• So that if someone tries to drop or modify the underlying table (or tables) in such a way that it would affect the definition of the view their ALTER TABLE command will fail with an appropriate message. If you have people changing table schema or dropping tables without ensuring that they fix any affected view at the same time, not having SCHEMABINDING on your views is a disaster; of course some of us think that people like that being able to modify the schema is a disaster anyway. But even with good people, mistakes can be made and if any of the mistakes are ones that SCHEMABINDING will prevent you obviously gain from it.

    So in general it is a good idea to have SCHEMABINDING on all views, not just indexed ones. I think this is about the first time I've disagreed with Gail about anything.
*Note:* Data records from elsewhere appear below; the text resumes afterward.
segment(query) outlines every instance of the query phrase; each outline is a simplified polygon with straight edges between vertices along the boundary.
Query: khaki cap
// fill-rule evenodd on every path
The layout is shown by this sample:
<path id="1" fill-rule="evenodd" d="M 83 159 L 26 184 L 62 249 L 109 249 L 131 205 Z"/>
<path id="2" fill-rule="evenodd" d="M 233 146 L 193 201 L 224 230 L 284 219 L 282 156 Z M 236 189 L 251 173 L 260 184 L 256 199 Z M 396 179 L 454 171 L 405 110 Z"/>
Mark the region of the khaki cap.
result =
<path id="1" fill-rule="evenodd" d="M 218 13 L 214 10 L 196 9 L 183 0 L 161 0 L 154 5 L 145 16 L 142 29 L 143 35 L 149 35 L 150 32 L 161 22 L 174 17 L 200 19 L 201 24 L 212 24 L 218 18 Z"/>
She's better at most SQL Server things than me, but here she's wrong: there are very good reasons for using SCHEMABINDING even when you don't want to index the view.
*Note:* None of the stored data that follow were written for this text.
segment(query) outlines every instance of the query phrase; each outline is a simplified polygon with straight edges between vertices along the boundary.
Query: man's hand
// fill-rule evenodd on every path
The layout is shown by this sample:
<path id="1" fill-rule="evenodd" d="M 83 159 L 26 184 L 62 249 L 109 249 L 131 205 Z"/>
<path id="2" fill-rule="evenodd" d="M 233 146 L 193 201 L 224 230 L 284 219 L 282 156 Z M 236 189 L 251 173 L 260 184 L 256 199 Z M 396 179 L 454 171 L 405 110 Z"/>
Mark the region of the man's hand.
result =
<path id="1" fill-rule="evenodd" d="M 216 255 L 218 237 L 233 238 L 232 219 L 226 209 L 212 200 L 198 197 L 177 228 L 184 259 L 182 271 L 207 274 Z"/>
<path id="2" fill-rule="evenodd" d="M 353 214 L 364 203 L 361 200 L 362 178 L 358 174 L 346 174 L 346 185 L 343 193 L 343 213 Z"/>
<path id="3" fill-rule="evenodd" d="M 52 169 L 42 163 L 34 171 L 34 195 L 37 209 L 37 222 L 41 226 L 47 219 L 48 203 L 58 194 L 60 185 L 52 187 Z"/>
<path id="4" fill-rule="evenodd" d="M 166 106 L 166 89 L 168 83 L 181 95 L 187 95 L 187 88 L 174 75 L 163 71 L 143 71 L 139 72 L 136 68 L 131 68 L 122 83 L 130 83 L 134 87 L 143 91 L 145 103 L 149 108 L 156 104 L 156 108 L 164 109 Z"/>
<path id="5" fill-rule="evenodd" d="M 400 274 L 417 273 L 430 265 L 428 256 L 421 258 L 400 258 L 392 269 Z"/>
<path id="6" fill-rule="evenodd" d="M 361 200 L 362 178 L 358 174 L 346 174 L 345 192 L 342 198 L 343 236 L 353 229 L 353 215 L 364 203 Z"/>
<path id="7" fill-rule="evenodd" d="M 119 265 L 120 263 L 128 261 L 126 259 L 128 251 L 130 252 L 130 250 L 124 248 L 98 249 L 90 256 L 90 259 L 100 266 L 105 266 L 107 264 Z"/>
    And you can't index a view that doesn't have SCHEMABINDING (i.e. what people used to call a MANIFEST VIEW has to have SCHEMABINDING) so any view you want to index has to have it.

    There is something that some call a downside to SCHEMABINDING of course: it forces you to have a proper disciplined approach to upgrades - but again, some of us think of that as an upside, not a downside.

    You should apply it to all your UDFs as well as to all your views.